Eleven Latin American countries, advocates of a total ban on whaling, meet on Tuesday in Costa Rica to define its position at the next conference of the International Whaling Commission (IWC).
The IWC is held in June in Agadir, Morocco, it’s the 62nd annual conference as part of a bitter dispute between the Japanese, ardent defenders of “scientific” whaling, and Australians and Latin Americans who want to ban it altogether.
“Our country has a strong conservation position against whaling, which is noted by the hosting this meeting,” said Costa Rica Scientific commissioner to the IWC, Javier Rodriguez.
The three-day event, which will consist of the 11 Latin American countries of the IWC conservation that make up the so-called Group of Buenos Aires, will be opened by the Deputy Minister of Environment of Costa Rica, Ana Lorena Guevara, and assisted by the chairman of the CBI, the Chilean Cristián Maquieira.
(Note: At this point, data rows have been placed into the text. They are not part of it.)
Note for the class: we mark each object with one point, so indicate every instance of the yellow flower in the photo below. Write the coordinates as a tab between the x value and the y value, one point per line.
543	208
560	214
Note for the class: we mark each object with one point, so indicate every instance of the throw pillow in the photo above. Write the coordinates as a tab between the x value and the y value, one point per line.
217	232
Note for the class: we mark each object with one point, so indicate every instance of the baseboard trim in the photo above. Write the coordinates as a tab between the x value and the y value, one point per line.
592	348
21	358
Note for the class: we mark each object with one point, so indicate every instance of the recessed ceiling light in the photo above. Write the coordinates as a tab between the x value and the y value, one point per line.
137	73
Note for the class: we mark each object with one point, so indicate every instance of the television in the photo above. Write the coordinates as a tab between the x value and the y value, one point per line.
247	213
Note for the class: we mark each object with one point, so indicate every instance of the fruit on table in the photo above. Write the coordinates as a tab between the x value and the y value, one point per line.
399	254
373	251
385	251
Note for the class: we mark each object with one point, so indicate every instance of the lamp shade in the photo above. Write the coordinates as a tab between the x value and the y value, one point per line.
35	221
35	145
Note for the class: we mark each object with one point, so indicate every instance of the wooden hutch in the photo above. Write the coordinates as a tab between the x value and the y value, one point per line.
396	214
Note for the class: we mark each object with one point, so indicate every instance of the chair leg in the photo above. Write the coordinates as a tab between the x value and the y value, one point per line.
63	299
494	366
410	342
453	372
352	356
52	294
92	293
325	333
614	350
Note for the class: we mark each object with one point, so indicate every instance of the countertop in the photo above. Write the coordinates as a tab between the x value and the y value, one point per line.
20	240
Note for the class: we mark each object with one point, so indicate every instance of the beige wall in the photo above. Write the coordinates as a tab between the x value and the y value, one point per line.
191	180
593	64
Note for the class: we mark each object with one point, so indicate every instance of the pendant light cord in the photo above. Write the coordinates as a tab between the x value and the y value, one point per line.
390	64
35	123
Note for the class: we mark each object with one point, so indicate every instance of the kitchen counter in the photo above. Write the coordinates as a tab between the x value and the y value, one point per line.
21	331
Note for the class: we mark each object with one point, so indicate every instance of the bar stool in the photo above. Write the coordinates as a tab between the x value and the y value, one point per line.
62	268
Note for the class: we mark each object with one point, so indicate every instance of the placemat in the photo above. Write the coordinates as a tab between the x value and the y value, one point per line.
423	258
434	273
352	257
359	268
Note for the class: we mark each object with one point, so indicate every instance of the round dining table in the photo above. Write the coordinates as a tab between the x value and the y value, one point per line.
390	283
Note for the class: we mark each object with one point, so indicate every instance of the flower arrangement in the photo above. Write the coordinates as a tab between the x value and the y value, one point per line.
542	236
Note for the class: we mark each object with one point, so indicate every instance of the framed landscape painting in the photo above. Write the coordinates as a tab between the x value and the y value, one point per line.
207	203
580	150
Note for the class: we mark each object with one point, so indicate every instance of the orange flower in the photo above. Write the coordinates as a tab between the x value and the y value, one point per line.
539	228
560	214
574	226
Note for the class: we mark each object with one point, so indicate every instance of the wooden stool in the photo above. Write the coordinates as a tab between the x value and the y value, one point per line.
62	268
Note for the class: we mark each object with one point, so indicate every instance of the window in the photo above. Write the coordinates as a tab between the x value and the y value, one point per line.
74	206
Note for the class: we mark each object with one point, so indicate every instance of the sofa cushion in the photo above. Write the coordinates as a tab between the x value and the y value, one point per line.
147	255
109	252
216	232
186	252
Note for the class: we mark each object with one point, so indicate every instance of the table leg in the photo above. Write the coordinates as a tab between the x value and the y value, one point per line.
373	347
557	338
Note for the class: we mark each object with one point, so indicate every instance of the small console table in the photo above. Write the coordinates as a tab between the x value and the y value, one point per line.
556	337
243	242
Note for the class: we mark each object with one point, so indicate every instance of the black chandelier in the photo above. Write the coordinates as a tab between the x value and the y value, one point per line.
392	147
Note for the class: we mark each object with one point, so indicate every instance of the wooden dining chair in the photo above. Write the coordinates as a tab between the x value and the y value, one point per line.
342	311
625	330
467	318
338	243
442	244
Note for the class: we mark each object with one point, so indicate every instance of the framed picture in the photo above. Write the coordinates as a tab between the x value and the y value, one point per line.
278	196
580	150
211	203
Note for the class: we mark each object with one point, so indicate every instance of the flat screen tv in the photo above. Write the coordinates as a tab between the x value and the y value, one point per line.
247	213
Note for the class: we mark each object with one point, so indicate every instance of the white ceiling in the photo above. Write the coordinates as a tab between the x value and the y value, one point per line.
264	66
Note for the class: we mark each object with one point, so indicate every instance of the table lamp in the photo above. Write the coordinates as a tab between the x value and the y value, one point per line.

On Monday in San Jose there was a parallel meeting of Latin American environmental groups to define a joint position on this subject that has caused much friction among the 88 countries of the IWC.
On the 22nd of April the Commission issued a proposal that Tokyo would have to reduce by three quarters the number of whales they catch, but the initiative is not without controversy, as it involves concessions to Japan and other countries supporting the hunting of animals.
However, Maquieira believes that this project involves an improvement, as maintaining the status quo “is not feasible.”
The Group is composed of Buenos Aires Argentina, Brazil, Colombia, Costa Rica, Chile, Ecuador, Mexico, Nicaragua, Panama, Peru and Uruguay.